The bolded and underlined emphasis for “does not” was provided by the FDA.

It was this last bullet that resulted in my thinking to myself during the presentation… “Why are ALL pending supplements excluded from the PLAIR process?” It would stand to reason that some supplements (especially those that otherwise satisfy the criteria under the first bullet) should be considered eligible to engage in the PLAIR process. This resulted in me asking the following question during the panel’s Question and Answer period: “Why didn’t the FDA include New Strength Supplements (NSS) in the PLAIR process and was exclusion of NSSs due to legal or policy reasons?” The FDA’s representative responded to my question by confirming that there was no legal concern, but the FDA made a decision to exclude all supplements because the volume of supplements is very large and ever-increasing. The Agency representative also made reference to another presentation that indicated over 10,000 supplements were submitted in Fiscal Year 2023, which included approximately 1,600 Prior Approval Supplements.

I completely understand and agree that not all, or even most, categories of supplements should be considered for the PLAIR process but, from my perspective, the FDA’s policy of not including ANY supplements simply because the volume of work is quite substantial really isn’t a great reason, especially from industry’s vantage point. This is especially true when an NSS represents the potential first generic launch of a product into the U.S. market. The FDA’s policy of excluding all supplements also appears to be inconsistent with the FDA’s stated goals of improving access to drugs and enhancing competition.

Unfortunately, the FDA does not publish statistics related to the volume of NSSs that are approved so there isn’t any way of assessing how much of a burden adding NSSs to PLAIR eligibility would represent. From my time at the Office of Generic Drugs, I don’t recall there being all that many NSSs received on a monthly basis, so my view is that this would amount to, at most, a handful of supplemental applicants that would be eligible to request a PLAIR for the addition of a new strength (if the scope of the PLAIR program were expanded to include these NSS supplements). Even then, not all of the applicants would necessarily request a PLAIR for their NSSs so the volume would be applicable only for a relatively small subset of the NSSs received by the FDA.

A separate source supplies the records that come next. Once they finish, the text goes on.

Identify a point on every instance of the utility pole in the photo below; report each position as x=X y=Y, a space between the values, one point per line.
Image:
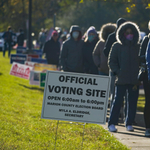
x=54 y=21
x=30 y=28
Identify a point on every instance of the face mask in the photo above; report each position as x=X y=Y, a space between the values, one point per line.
x=91 y=38
x=75 y=34
x=129 y=37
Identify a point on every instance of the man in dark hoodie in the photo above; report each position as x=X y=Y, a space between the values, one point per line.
x=124 y=63
x=20 y=38
x=71 y=55
x=109 y=42
x=112 y=37
x=52 y=49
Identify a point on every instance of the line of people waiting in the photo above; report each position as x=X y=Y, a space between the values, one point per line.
x=116 y=51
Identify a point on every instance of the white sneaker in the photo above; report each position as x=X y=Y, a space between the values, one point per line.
x=112 y=128
x=130 y=128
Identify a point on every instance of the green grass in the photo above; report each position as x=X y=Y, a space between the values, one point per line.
x=21 y=126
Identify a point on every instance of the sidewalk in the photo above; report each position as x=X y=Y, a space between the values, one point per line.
x=134 y=140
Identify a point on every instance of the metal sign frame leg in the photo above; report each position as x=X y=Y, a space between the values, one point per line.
x=69 y=123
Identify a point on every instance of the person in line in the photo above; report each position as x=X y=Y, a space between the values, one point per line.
x=124 y=63
x=7 y=36
x=109 y=42
x=20 y=37
x=99 y=58
x=88 y=47
x=145 y=46
x=42 y=38
x=52 y=49
x=71 y=58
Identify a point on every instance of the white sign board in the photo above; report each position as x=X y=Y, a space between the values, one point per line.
x=75 y=97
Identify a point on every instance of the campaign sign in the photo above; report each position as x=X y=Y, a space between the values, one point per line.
x=42 y=79
x=43 y=67
x=33 y=56
x=21 y=50
x=34 y=77
x=19 y=58
x=39 y=52
x=20 y=70
x=29 y=63
x=75 y=97
x=39 y=60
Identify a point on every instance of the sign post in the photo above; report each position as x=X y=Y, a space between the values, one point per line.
x=75 y=97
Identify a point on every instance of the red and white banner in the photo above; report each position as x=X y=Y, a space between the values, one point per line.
x=20 y=70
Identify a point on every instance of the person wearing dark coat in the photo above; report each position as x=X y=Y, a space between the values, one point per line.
x=112 y=37
x=99 y=58
x=109 y=42
x=7 y=40
x=71 y=58
x=20 y=38
x=145 y=47
x=88 y=47
x=52 y=49
x=124 y=63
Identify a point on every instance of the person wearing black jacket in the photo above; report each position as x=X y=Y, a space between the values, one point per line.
x=109 y=42
x=20 y=38
x=71 y=58
x=146 y=86
x=52 y=49
x=88 y=47
x=112 y=37
x=7 y=40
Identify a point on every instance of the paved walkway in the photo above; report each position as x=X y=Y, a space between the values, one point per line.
x=134 y=140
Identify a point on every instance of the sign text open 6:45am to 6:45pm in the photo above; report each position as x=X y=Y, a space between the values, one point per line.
x=75 y=97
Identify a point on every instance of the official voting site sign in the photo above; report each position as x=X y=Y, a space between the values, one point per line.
x=42 y=67
x=20 y=70
x=75 y=97
x=34 y=77
x=21 y=50
x=19 y=58
x=42 y=79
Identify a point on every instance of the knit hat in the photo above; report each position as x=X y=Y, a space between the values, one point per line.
x=91 y=30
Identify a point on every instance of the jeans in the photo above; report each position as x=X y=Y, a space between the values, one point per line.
x=132 y=97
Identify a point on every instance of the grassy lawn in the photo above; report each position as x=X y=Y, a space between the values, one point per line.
x=21 y=126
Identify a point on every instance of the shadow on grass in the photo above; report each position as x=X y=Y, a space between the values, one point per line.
x=32 y=88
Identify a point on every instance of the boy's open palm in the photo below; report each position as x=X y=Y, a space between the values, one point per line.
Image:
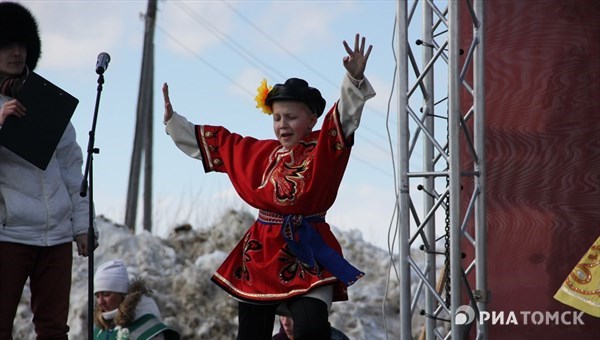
x=356 y=60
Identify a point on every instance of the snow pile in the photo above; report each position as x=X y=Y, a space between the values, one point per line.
x=178 y=270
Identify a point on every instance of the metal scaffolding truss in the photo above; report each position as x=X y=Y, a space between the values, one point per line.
x=441 y=201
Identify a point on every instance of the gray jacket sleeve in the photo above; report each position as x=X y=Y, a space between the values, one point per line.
x=183 y=133
x=352 y=101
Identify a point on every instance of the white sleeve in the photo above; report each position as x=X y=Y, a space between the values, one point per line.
x=183 y=133
x=352 y=101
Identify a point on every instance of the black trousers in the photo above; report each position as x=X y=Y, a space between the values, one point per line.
x=310 y=317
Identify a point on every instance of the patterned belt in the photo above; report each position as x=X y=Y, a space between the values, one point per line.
x=308 y=246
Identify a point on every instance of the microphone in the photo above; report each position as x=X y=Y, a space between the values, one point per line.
x=102 y=63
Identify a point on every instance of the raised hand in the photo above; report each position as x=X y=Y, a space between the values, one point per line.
x=168 y=106
x=356 y=60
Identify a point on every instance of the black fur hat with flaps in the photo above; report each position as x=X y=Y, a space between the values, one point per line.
x=297 y=90
x=17 y=25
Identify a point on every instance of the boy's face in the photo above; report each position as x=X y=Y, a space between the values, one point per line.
x=12 y=59
x=291 y=122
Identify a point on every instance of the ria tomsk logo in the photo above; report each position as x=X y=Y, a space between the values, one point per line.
x=464 y=315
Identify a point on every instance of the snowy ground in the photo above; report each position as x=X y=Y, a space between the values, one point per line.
x=178 y=270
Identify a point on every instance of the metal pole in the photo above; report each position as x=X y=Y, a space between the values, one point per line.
x=149 y=126
x=403 y=222
x=454 y=112
x=428 y=166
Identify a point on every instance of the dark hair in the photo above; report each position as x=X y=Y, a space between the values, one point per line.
x=296 y=89
x=17 y=25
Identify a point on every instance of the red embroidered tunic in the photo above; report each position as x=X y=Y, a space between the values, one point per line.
x=302 y=181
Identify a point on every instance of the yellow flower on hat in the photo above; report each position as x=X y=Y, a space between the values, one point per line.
x=261 y=96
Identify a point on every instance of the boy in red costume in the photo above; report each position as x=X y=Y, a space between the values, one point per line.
x=289 y=255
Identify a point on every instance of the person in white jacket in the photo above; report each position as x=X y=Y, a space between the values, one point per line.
x=125 y=309
x=41 y=211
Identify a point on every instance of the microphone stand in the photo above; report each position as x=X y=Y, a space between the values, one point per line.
x=91 y=237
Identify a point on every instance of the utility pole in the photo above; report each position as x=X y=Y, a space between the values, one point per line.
x=143 y=140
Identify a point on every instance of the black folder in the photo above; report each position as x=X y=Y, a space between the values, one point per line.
x=35 y=136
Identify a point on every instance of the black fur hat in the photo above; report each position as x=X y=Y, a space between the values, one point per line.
x=17 y=25
x=298 y=90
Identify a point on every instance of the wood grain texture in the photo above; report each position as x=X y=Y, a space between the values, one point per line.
x=543 y=154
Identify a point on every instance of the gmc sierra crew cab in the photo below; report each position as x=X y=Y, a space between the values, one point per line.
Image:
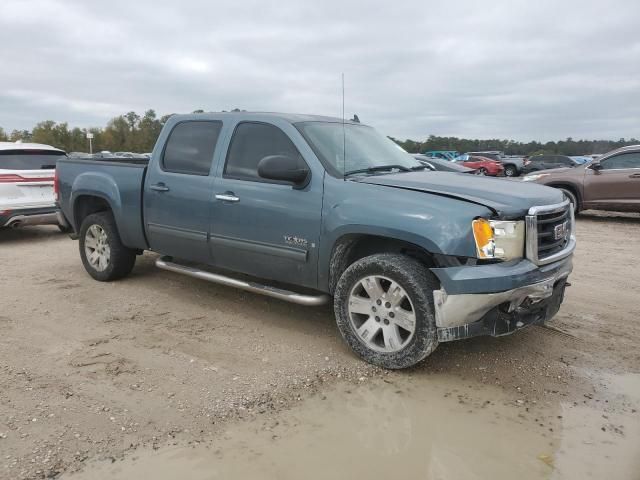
x=307 y=208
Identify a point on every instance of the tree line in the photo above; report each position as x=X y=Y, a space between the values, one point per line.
x=512 y=147
x=133 y=132
x=130 y=132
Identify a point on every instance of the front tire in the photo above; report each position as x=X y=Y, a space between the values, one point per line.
x=384 y=310
x=103 y=255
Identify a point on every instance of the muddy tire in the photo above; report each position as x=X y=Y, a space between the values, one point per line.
x=384 y=310
x=103 y=255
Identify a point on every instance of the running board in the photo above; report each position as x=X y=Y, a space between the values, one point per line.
x=165 y=263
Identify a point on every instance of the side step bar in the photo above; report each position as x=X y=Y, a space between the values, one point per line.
x=165 y=263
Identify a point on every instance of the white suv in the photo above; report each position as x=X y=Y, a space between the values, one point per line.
x=26 y=184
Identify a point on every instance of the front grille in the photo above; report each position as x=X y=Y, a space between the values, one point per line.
x=548 y=226
x=549 y=232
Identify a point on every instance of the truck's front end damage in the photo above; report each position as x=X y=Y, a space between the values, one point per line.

Speaking from experience, I know that addressing questions on these panels can be both tough and intimidating because, no matter how prepared you may be, it is impossible to anticipate all versions of questions that you may be asked when you are a panelist from the FDA. You are on the spot with a lot of eyeballs trained on you and you are expected to respond rapidly, with very little time to think through your answer. Perhaps there is a better reason why NSSs are excluded from the PLAIR process; if that isn’t the case, the FDA should consider a change in its thinking as this could improve the public’s access to new strengths of drug products.